On the other hand, Brownies are learning to code, which is great, although it won’t save me from the chill of my Brownie pack memories. Acquiring badges left me so defeated that I graduated Wendover’s second pack with only one badge (the hostess badge). Even then, I never achieved the goal of learning how to make a cup of tea – my mother, shockingly, signing the form to say she had witnessed the event when she had nothing does so. I hated the brownies, the uniform, the singing, the “mission”, whatever; the Milton Keynes wild pack we were taken to camp with. And even though I reached the dizzying heights of Seconder in Gnomes, it never gave me joy. You’d think it would be impossible to fail a Brownie badge, but I did, going overboard on a Thursday night towards the collectors badge. Other Brownies brought seashells, dolls and pebbles. I brought my collection of lollipop sticks, washed and dried, and the look on Tawny Owl’s face never quite left me.
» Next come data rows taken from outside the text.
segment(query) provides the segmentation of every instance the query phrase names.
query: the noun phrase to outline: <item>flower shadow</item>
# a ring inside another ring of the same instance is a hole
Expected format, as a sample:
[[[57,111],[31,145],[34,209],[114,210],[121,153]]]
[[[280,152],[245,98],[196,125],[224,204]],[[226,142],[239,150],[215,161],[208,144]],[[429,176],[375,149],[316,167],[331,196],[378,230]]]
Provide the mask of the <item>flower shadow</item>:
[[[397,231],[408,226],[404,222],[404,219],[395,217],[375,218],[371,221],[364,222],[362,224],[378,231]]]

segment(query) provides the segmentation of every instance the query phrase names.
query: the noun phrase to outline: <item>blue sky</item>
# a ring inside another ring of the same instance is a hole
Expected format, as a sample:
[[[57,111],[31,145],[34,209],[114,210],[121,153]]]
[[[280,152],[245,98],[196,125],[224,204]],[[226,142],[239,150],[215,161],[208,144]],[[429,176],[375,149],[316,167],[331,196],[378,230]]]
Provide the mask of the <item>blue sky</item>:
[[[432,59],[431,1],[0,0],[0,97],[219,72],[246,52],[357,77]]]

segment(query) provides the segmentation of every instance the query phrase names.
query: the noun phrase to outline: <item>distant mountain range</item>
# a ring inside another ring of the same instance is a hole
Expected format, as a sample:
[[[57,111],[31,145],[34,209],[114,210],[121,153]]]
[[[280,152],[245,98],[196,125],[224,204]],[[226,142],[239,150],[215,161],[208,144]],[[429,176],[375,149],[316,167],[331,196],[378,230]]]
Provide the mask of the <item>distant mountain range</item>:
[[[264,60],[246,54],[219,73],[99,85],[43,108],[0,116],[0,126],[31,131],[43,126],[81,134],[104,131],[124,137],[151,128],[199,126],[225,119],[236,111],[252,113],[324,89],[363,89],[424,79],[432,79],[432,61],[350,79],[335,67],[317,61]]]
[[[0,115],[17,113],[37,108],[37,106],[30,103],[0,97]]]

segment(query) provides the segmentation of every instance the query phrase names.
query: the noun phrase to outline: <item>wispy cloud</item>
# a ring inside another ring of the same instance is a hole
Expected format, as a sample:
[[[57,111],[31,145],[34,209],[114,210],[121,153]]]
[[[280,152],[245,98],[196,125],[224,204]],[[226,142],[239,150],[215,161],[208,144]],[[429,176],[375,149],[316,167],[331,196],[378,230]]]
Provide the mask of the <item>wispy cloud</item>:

Twist me and turn me and show me the elf…
Two touching stories from ultra-seniors this week, one about the French nun Sister Andrew, who at the age of 118 became the oldest person in the world after the death earlier in the week of Kane Tanaka, 119 years old from Japan. Sister Andrew lived through the 1918 Spanish flu and in January last year became the oldest known survivor of Covid-19. She told reporters this week that she drank a glass of wine every day, while Tanaka, shortly before her death, gleefully told visitors she attributed her great longevity to “being myself” and to his love of chocolate and coke. Given the mold these stories tend to take, it’s a wonder none of them smoke 40 a day or live exclusively on a diet of bacon.
Fascination with extremely old people may diminish as their numbers increase. Japan has the oldest population in the world, with an average lifespan of 87.7 years for women and 81.6 years for men, and with 86,000 people currently over the age of 100. The idea of continuing for more than 110 years, even in the guise of Sister Andrew and the late Japanese record holder, fills us with existential dread, especially in the United States where the logistics of funding a retirement over thirty years old is truly terrifying. If 50 is the new 40, and 70 the new 60, we await with weary resignation the advent of the over-90s as a marketing demographic, with all the casual expectations that come with it.
It used to be BMW drivers who were the worst on the road. The weather is changing. We have a rental car this week and we notice that every time someone cuts in front, cuts us or slides on the shoulder to jump the line, it is most often the same car. Mercedes drivers are arrogant but respectful of the rules. Sweet guys in a Subaru always give way. A Honda Accord can drift on its lane markings, but won’t cause you any serious problems. It’s Tesla’s drivers – on the road, on the internet, in real and theoretical form – who are the absolute horror show, an affiliation with a brand that, no one needs reminding this week, goes as far as at the top.